Going to add this to my list of things that systemd does wrong.
It sucks because there is no way back, unless you use the fork of Debian or something else that no business would use. Or unless RH and Debian decide they aren't going to use it any more.
-
@travisdh1 said:
@Breffni-Potter said:
"To make this very clear: we actually write to the EFI fs in systemd. Specifically, when you issue "systemctl reboot --firmware" we'll set the appropriate EFI variable, to ask for booting into the EFI firmware setup. And because we need it writable we'll mount it writable for that."
https://github.com/systemd/systemd/issues/2402#issuecomment-177907110
Why, why, why, would you ever even have the option to make the entire EFI writable instead of just what you need?
Going to add this to my list of things that systemd does wrong.
I haven't really seen anything from Lennart that didn't sound cocky and douchey.
One person had what sounded like a good idea. Just mark the files immutable and if the scenario comes up where they need to change, then change them temporarily. This was the response he was given:
I don't think anyone's going to implement (and merge) the overkill of file attributes to the efivarfs pseudo-file system.
How is that any more overkill than mounting and unmounting a file system?
-
I also don't get the reason for binary logs. Here's a list he put together, but I have a hard time believing most of these can't be fixed with MAC such as SELinux. And can't the same arguments be made for everything else that's file based and not a binary object? If so, why not just change everything to binary objects?
If you need speed with parsing logs, why aren't you using ELK or Splunk?
https://www.quora.com/Why-are-systemds-logs-stored-as-binaries
-
Don't get me wrong, some things about systemd are kind of nice. Like separation of services (especially within chroots), being able to restart services, easy syntax (if that can be a plus), utilization of cgroups, and parallel processes I guess are nice (but does booting faster make that much of a difference?)
It would be nice if you were able to decide which you wanted to use at install.
-
@johnhooks said:
I also don't get the reason for binary logs. Here's a list he put together, but I have a hard time believing most of these can't be fixed with MAC such as SELinux. And can't the same arguments be made for everything else that's file based and not a binary object? If so, why not just change everything to binary objects?
If you need speed with parsing logs, why aren't you using ELK or Splunk?
https://www.quora.com/Why-are-systemds-logs-stored-as-binaries
I actually like binary logging, but the security bits I question. But for large systems, size and speed on disk and at the time compression are huge. The rotate and compress mechanism from the syslog era is pretty sucky.
-
@scottalanmiller said:
@johnhooks said:
I also don't get the reason for binary logs. Here's a list he put together, but I have a hard time believing most of these can't be fixed with MAC such as SELinux. And can't the same arguments be made for everything else that's file based and not a binary object? If so, why not just change everything to binary objects?
If you need speed with parsing logs, why aren't you using ELK or Splunk?
https://www.quora.com/Why-are-systemds-logs-stored-as-binaries
I actually like binary logging, but the security bits I question. But for large systems, size and speed on disk and at the time compression are huge. The rotate and compress mechanism from the syslog era is pretty sucky.

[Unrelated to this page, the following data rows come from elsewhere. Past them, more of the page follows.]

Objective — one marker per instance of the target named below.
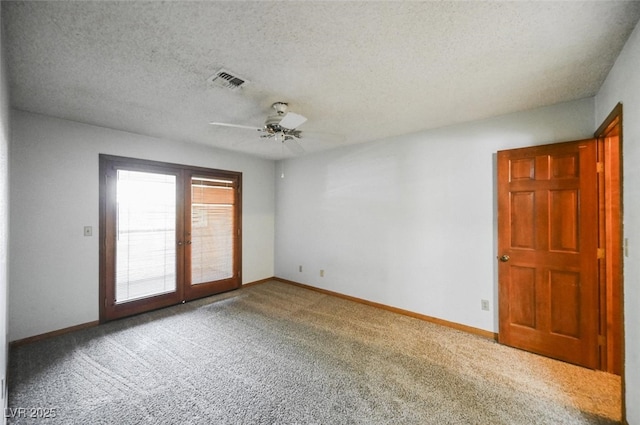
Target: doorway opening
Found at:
(168, 234)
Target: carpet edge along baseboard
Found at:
(458, 326)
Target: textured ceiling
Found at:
(359, 71)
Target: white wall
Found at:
(54, 193)
(4, 216)
(410, 222)
(623, 85)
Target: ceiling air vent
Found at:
(227, 79)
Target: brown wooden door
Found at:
(212, 234)
(548, 250)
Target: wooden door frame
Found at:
(611, 226)
(105, 312)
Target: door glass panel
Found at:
(146, 235)
(212, 229)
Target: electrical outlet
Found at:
(484, 304)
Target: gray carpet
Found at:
(278, 354)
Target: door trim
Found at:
(106, 161)
(614, 122)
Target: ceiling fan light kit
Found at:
(281, 126)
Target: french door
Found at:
(168, 234)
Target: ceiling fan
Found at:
(281, 126)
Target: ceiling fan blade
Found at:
(291, 120)
(248, 127)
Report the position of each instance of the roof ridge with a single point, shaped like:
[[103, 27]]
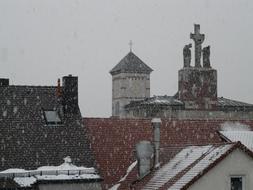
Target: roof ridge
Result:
[[184, 171], [237, 144]]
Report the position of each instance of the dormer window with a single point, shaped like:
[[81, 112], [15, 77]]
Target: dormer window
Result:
[[52, 117], [237, 183]]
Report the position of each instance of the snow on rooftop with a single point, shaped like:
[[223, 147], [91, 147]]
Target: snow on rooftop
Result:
[[129, 169], [245, 137], [65, 171], [213, 154], [181, 161], [234, 126], [192, 160]]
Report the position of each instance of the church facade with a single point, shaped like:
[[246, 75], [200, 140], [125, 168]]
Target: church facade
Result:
[[196, 97]]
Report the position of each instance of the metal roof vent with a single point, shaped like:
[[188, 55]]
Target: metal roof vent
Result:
[[144, 151]]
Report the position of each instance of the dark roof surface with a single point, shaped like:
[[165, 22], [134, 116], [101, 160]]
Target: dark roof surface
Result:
[[131, 64], [27, 142], [223, 103], [113, 140], [188, 165]]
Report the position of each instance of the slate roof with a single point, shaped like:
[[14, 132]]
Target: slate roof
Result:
[[245, 137], [131, 64], [27, 142], [113, 142]]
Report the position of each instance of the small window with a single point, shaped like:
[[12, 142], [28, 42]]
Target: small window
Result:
[[237, 183], [52, 117]]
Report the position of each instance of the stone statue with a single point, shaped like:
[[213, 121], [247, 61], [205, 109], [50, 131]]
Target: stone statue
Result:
[[206, 57], [187, 55], [198, 38]]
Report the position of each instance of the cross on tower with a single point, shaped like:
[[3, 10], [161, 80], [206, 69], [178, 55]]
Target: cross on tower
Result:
[[130, 45], [198, 39]]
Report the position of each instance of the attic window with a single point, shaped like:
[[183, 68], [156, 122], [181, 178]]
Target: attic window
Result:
[[52, 117]]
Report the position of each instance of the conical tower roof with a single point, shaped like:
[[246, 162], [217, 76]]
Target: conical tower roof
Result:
[[131, 64]]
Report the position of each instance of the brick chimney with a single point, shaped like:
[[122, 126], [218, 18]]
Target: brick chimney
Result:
[[4, 82], [70, 94], [156, 123]]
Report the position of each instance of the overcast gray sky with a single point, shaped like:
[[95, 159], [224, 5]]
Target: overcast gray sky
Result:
[[42, 40]]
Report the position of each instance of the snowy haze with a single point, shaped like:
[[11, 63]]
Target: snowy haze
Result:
[[42, 40]]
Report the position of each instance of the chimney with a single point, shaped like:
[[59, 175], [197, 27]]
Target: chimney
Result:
[[70, 94], [58, 91], [156, 123], [144, 153], [4, 82]]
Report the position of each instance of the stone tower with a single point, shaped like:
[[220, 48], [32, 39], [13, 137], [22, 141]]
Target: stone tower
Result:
[[130, 82], [197, 85]]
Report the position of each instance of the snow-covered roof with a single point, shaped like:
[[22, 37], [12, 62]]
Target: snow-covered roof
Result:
[[187, 165], [131, 64], [66, 171], [157, 100], [245, 137]]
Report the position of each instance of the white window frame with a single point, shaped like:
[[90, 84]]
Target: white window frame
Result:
[[238, 176]]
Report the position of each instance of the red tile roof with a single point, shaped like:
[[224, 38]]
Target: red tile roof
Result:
[[113, 140]]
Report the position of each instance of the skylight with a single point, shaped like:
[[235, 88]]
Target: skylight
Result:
[[52, 117]]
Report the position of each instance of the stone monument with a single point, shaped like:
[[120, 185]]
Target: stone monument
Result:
[[206, 57], [187, 55], [198, 40]]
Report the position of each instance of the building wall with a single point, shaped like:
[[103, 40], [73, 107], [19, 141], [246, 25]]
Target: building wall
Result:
[[237, 163], [70, 186], [187, 114], [127, 87]]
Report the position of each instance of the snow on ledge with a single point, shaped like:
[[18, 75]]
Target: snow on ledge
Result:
[[65, 171]]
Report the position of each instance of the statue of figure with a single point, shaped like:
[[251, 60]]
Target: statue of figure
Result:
[[206, 57], [187, 55]]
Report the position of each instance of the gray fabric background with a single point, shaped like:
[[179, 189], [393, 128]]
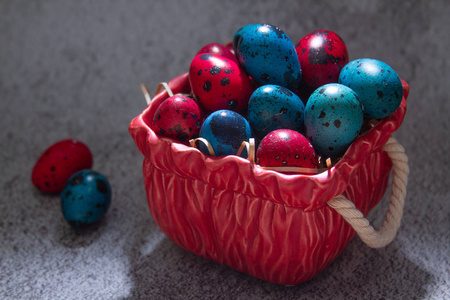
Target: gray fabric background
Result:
[[72, 69]]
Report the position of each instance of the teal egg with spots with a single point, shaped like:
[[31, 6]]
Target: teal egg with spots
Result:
[[274, 107], [378, 86], [333, 119], [225, 130], [268, 55], [85, 198]]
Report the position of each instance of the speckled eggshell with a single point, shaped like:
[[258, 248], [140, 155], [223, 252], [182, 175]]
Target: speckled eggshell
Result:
[[218, 49], [378, 86], [219, 83], [268, 55], [286, 148], [333, 119], [58, 162], [178, 117], [85, 198], [225, 130], [274, 107], [322, 55]]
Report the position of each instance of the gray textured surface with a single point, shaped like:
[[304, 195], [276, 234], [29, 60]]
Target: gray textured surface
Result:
[[73, 69]]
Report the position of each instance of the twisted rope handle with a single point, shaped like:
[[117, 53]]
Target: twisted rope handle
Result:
[[383, 236]]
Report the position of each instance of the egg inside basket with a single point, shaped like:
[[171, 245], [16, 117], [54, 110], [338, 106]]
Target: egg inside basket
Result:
[[277, 227]]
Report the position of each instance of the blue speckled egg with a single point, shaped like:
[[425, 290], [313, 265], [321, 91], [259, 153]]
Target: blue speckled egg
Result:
[[85, 198], [268, 55], [274, 107], [225, 130], [378, 86], [333, 119]]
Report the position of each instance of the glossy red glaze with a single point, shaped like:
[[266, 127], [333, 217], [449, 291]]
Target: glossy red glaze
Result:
[[219, 83], [322, 55], [270, 225], [178, 117], [286, 148], [58, 162], [218, 49]]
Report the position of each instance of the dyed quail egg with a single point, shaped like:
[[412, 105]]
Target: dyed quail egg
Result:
[[225, 130], [85, 198], [178, 117], [58, 162], [286, 148], [219, 83], [268, 55], [322, 55], [333, 119], [274, 107], [219, 50], [378, 86]]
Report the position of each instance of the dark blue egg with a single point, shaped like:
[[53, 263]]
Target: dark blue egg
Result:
[[378, 86], [225, 130], [85, 198], [274, 107], [268, 55], [333, 119]]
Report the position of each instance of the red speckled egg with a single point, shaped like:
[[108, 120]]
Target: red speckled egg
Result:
[[322, 55], [219, 83], [58, 162], [178, 117], [219, 50], [286, 148]]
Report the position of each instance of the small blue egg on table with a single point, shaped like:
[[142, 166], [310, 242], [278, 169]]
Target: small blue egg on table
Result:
[[85, 198]]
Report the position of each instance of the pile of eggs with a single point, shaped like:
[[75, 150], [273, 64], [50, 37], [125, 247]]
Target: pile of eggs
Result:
[[300, 102], [65, 168]]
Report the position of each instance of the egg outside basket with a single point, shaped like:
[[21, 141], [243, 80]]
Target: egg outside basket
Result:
[[280, 228]]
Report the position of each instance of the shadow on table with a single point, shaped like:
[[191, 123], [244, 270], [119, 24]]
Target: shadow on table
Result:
[[161, 269]]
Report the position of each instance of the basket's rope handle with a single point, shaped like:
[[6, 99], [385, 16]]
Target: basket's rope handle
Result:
[[388, 230]]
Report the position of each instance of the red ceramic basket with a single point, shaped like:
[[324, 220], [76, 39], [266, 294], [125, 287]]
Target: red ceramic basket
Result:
[[280, 228]]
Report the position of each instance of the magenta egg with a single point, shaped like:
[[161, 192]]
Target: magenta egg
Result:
[[178, 117], [218, 49], [286, 148], [219, 83], [322, 55]]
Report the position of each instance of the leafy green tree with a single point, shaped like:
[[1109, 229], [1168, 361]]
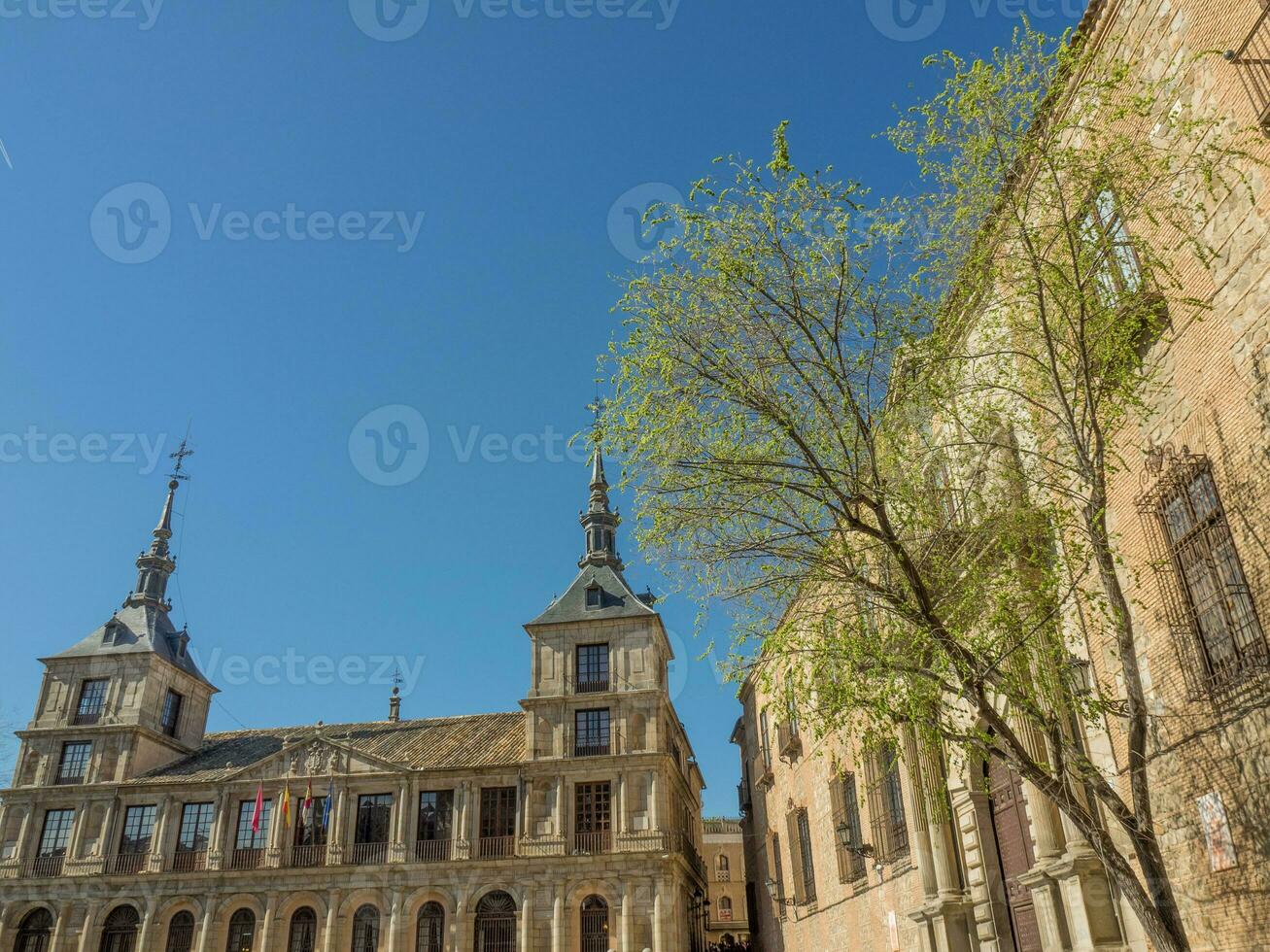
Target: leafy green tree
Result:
[[884, 430]]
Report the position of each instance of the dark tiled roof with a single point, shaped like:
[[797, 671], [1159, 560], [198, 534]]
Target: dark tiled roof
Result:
[[437, 743], [617, 600], [137, 629]]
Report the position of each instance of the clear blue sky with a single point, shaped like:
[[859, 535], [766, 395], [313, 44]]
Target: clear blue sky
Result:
[[513, 136]]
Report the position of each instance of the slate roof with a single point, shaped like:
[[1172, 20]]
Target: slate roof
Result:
[[435, 743], [617, 600], [137, 629]]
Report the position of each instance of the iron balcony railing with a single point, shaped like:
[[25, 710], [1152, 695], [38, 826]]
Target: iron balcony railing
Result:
[[433, 851], [189, 861]]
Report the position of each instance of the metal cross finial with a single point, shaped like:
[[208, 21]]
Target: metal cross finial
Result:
[[179, 456]]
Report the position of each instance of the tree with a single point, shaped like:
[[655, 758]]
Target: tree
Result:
[[885, 434]]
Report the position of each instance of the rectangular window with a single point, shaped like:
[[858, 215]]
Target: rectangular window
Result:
[[1219, 602], [1113, 257], [91, 702], [594, 818], [592, 732], [497, 822], [846, 822], [74, 765], [592, 667], [139, 827], [195, 827], [247, 836], [56, 835], [170, 720], [373, 818], [435, 814]]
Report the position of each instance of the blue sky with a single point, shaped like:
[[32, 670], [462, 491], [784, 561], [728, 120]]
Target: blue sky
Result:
[[277, 219]]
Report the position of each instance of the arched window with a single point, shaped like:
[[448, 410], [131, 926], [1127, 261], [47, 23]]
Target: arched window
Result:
[[366, 930], [181, 934], [722, 868], [595, 924], [33, 934], [430, 932], [496, 923], [120, 934], [241, 932], [304, 931]]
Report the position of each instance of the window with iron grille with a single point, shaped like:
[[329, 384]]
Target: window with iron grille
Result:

I haven't dealt with anything large at all, so I guess I haven't seen that. I didn't realize it was that bad when you had much larger systems.
-
@johnhooks said:
I haven't dealt with anything large at all, so I guess I haven't seen that. I didn't realize it was that bad when you had much larger systems.
If you are on SSD everywhere, might not be so bad. But at the bank, for example, going through logs was painful. Took up a ton of memory while loaded, certain tools could not be used to open the files, long load times, very long scroll times, slow searching, etc. When you have 10GB of text in a single file, things slow down.